How Trev got into renewable energy

PLUS Trev’s Brisbane Forecast for next 7 Days from 14 September

I commenced mechanical engineering studies at Queensland Institute of Technology (now QUT) in 1970. It was a very conservative institution and I was becoming politicised (and educated) through the influence of my older brother, Peter, regarding both environmental and political problems. This included of course the Vietnam War. But there was no-one in my engineering classes who was active in protests in either of these areas. All the engineering students seem to want to do was get drunk and talk technology.

Environmental problems that were starting to concern me revolved around pollution from fossil fuels. So I started to read about “alternative energies”.  The first influential book that I read was  “Alternative Technology and the Politics of Technical Change” by David Dickson (1974), a British mathematician who become general secretary of the British Society for Responsibility in Science. This book made me aware that a specific technology was not politically and socially “neutral”, that it was created by people with specific underlying belief systems and values, with a purpose in mind. That technology could be put to social good or misdirected and produce poor environmental, social and political outcomes. Then I read the “Limits to Growth” report from the Club of Rome. I began to see that there were consequences of modern society’s trajectory of consumption of both energy and materials, and resulting pollution of our life supporting ecosystems.  As well, report that I read indicated a very unfair distribution in access to energy and resources, with 20 percent (the rich part) of the world’s population consuming 80 percent of these resources, a figure that continues to this day! 

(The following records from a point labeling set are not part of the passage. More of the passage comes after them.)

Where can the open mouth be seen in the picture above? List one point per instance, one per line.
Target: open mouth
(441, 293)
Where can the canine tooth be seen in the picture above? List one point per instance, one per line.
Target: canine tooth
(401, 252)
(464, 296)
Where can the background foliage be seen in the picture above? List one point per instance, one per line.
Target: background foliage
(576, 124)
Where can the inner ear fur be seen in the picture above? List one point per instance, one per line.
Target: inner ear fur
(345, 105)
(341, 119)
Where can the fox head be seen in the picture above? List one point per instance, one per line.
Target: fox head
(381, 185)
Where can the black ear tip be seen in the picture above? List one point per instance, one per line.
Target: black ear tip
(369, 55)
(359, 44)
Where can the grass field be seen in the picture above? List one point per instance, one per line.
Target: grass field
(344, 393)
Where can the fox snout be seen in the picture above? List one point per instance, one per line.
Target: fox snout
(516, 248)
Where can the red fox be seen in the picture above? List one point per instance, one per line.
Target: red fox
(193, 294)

With the encouragement of one of my lecturers, I entered a student essay competition in 1976, run by the Australian Institute of Energy, on “Energy Futures”. My essay was about a transition away from fossil fuels and nuclear energy to renewable energy. I came second in the competition. The winner wrote an essay about the continued expansion in the use of fossil fuels!! I was naïve to think that a transition to renewables would be taken seriously by an organisation dominated at that time by fossil fuel energy professionals. We are now clearly seeing the negative impacts from our continued use of fossil fuels on our climate and day to day weather!

The weatherBrisbane Forecast for next 7 Days from 14 September
Well we are seeing very repetitive weather patterns at this time of year. That’s not unusual. So this coming week will be similar to last week – warming up through to Saturday and Sunday as a northerly winds predominate to the east of another front and trough as they move across from the west.

Maximum temperatures will be around 25 degrees Celsius most days.

But the hottest days are always when the wind swings to the north-west and then west. This is predicted to happen by Monday with a maximum of around 33 degrees Celsius.

Nights should be clear and cool, ranging from around 11 to 15 degrees C. There may be a chance of a shower or storm cell by Monday as the front and trough system pass over us. Again make sure you have the sun cream if out and about.